De quel matériel a-t-on besoin pour démarrer ?
Bonne nouvelle : un atelier de code ne demande pas un équipement lourd. Une salle calme, une connexion correcte et quelques appareils suffisent. L'idéal est un poste ou une tablette pour un enfant, mais le binôme (deux enfants par appareil) fonctionne très bien et favorise même l'entraide et la verbalisation. Vérifiez en amont que l'outil choisi tourne sur le matériel disponible.
Anticipez les contraintes techniques du lieu, souvent sous-estimées : droits administrateurs sur les postes, filtrage réseau de la mairie ou de l'école, navigateurs à jour, casques si l'outil a du son. Un test grandeur nature une semaine avant la première séance évite la majorité des déconvenues le jour J.
- Un poste ou une tablette pour un ou deux enfants.
- Une connexion internet stable si l'outil est en ligne.
- Une salle permettant de circuler facilement entre les enfants.
- Un vidéoprojecteur ou écran pour montrer une consigne à tous.

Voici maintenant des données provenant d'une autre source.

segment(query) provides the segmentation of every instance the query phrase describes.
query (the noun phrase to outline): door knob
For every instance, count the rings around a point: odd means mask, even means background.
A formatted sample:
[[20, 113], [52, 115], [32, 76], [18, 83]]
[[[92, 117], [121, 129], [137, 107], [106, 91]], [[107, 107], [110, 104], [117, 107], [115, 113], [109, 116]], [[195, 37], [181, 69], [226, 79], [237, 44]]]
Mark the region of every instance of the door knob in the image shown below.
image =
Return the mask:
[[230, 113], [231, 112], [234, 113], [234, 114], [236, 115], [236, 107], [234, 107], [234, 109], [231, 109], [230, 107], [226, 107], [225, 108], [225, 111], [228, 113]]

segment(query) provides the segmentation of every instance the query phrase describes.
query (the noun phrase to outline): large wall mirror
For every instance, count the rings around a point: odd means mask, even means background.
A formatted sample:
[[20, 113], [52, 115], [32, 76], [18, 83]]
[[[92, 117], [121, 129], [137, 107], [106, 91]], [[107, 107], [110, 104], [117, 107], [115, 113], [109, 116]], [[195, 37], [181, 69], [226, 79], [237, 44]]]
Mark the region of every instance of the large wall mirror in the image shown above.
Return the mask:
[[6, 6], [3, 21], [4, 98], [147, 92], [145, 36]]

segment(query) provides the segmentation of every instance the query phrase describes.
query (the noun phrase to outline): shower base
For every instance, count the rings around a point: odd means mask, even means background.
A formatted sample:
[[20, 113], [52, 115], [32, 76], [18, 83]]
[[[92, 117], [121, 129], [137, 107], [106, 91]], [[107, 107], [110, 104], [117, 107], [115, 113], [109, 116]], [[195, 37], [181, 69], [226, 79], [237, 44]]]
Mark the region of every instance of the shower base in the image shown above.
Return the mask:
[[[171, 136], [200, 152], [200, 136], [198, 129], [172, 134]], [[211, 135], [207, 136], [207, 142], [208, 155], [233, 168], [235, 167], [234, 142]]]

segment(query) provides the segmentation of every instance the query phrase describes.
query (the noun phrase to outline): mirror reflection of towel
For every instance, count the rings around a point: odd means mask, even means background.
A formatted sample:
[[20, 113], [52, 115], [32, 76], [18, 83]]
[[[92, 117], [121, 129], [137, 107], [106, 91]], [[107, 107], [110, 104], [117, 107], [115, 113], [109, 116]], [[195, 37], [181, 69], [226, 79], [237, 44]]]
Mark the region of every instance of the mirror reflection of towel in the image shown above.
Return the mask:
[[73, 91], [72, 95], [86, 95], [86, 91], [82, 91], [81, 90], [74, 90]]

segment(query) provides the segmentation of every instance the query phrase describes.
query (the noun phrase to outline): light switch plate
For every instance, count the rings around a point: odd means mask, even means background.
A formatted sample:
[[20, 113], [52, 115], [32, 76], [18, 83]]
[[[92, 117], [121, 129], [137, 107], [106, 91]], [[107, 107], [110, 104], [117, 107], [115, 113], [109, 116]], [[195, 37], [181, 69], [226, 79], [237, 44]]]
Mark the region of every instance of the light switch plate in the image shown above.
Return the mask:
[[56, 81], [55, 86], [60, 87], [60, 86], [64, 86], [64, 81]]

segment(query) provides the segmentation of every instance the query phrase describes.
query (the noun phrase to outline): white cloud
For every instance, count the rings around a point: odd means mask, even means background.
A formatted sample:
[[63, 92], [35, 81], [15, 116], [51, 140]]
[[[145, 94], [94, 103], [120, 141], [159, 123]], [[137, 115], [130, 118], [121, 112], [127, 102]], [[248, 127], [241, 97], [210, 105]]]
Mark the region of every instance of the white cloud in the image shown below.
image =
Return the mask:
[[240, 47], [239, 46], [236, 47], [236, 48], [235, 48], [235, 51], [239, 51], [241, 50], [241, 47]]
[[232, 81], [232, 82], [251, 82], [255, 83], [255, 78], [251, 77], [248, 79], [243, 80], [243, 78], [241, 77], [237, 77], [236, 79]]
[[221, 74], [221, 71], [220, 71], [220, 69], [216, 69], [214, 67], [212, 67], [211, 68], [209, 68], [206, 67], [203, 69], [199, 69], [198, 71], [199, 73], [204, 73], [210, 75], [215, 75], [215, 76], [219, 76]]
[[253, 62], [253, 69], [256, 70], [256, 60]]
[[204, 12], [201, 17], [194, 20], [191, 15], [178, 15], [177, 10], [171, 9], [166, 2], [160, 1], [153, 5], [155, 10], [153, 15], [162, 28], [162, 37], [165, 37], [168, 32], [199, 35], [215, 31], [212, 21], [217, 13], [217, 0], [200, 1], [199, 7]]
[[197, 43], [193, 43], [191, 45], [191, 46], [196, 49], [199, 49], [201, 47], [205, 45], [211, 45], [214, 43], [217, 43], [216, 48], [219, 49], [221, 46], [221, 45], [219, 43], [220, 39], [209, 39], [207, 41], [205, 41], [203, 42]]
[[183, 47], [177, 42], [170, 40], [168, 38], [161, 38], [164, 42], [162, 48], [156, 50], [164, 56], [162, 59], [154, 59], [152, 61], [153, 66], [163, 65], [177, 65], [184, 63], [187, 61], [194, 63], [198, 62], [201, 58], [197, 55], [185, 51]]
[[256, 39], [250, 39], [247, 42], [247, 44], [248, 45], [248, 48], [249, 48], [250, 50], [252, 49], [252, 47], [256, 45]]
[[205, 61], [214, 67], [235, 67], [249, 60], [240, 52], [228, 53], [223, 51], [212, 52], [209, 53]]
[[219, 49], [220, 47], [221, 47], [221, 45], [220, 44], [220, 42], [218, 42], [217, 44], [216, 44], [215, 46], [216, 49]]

- Des casques si l'application diffuse du son.
- Une autorisation parentale et une vérification des droits réseau en amont.
Comment structurer une séance type ?
Une séance qui fonctionne suit un rythme régulier que les enfants finissent par anticiper, ce qui les sécurise. Comptez 45 minutes à 1 heure. Le secret n'est pas de couvrir beaucoup de notions, mais d'en ancrer une seule à fond, en laissant un large temps de manipulation libre. Mieux vaut un carré bien compris qu'un programme complexe survolé.
Gardez quelques minutes en fin de séance pour le rituel le plus formateur : faire montrer et expliquer. Quand un enfant présente sa création et raconte comment il a résolu un bug, il consolide ses apprentissages et inspire les autres. Ce moment de partage compte autant que l'exercice lui-même.
- Accueil et rappel (5 min) : ce qu'on a vu la fois précédente.
- Défi du jour (10 min) : un seul concept présenté avec un exemple visuel.
- Pratique guidée (25-30 min) : chaque enfant code et teste à son rythme.
- Partage (5-10 min) : quelques enfants montrent et expliquent leur création.
- Clôture (5 min) : on valorise une réussite et on annonce la suite.
Quelle progression pédagogique sur un cycle ?
Introduisez les concepts un par un, du plus concret au plus abstrait. La méthode du code-dessin, héritée du langage Logo, est un point de départ idéal : l'enfant écrit des instructions simples (avance, tourne, répète) et un curseur trace une figure à l'écran. Le résultat est immédiat et visuel, et l'erreur devient lisible : si le carré ne se ferme pas, l'enfant voit tout de suite qu'un angle ou une répétition cloche.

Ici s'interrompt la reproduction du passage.